Disney's "The Nutcracker and the Four Realms" is a "love letter" from a mother to her daughters encouraging them to embrace who they are and understand their inerrant worth, screenwriter Ashleigh Powell has revealed.
"I had two children over the course of making this movie, and this story is a love letter from a mother to her children," Powell told The Christian Post. "It includes a message that I hope my children carry with them, a heartfelt mantra by which they can live their lives."
That message, she said, is to "embrace who you are and recognize your incredible worth," adding, "You have everything you need to succeed in life. I think that's something every child needs to hear and remember."
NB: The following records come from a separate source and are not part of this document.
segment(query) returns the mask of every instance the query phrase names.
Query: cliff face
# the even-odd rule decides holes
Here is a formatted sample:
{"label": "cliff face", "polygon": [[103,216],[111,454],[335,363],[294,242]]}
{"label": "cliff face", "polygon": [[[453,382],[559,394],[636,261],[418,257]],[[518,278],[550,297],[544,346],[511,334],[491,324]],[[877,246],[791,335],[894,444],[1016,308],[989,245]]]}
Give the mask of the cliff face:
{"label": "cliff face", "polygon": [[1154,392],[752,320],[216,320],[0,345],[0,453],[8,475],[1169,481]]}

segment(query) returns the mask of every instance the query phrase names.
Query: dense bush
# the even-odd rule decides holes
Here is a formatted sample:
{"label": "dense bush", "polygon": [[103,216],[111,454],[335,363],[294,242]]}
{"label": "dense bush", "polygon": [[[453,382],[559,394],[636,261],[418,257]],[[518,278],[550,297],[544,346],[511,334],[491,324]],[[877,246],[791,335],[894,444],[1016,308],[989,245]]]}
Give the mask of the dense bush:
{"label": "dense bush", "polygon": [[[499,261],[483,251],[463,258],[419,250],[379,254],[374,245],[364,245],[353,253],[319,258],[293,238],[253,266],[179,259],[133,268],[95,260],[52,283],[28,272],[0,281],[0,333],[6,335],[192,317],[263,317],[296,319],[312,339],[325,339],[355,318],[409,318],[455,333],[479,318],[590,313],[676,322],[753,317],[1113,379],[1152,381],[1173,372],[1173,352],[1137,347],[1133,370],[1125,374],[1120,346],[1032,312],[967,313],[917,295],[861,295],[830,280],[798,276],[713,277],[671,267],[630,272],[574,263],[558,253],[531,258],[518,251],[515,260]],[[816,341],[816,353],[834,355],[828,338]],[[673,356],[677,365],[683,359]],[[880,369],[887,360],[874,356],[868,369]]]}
The forthcoming fantasy drama, starring Keira Knightley, Mackenzie Foy, Helen Mirren and Morgan Freeman, hits theaters on Friday. The film is based on E.T.A. Hoffman's short story written in 1816 and Alexandre Dumas' retelling in the 1892 Tchaikovsky ballet "The Nutcracker."
In Powell's version, 14-year-old Clara is fascinated by engineering and is trying to figure out how to unlock a Christmas gift left behind by her late mother. Clara soon finds herself in a mysterious parallel universe where she encounters a nutcracker called Philip. Together, the two embark on a dangerous search for the key to Clara's gift.
Powell told CP she sought to portray Clara as a smart, capable girl determined to overcome numerous obstacles.
"We've grown up with the very traditional stories of girls as the 'damsels in distress' or stuck in a tower waiting for a man to save them," she said. "I've always felt strongly that girls need to learn how to be empowered. It's a message I really believe in."
With vivid imagery, whimsical costumes, and enchanting music, "The Nutcracker and the Four Realms" pays homage to the beloved original. But while "beautiful, magical, and visually immersive," the ballet plays out like a "fever dream," Powell said, explaining she wanted to bring a more human element to the classic.
"It was fun to play in a world that feels nostalgic and familiar and bring news ideas to it," she said. "One of the things I wanted to do with this story was find a strong emotional line for it; I wanted to find a way to bring reality to it."
Powell said that one of the challenges she encountered while writing the script was making the "Nutcracker" villain — who in the ballet is described as a "seven-headed mouse creature" — actually scary.
"Every time I tried to picture that in my head, I couldn't visualize anything scary," she admitted. "It seemed silly to me, and it wouldn't work onscreen. I had to reimagine, 'what is a way I can take this idea and make it new and exciting? What would be a magical version of that thing?' And I came up with the idea of a bunch of mice who come together to create larger creatures in an abstract form."
Seeing her work hit the big screen for the first time was "magical," Powell said.
"To see my characters brought to life by the most talented people is mind-boggling and it's inspiring," she said. "There were little details put into the production and set work that were intricate and incredible to see. It's a very immersive experience."
"The Nutcracker and the Four Realms" drives home the idea that good ultimately overcomes evil, making it a "message for everyone" — regardless of their age.
"We all grew up with these fairytales," Powell said. "I hope this will inspire children to fall in love with a classic story."
"The Nutcracker and the Four Realms" is rated PG and hits theaters on Nov. 2.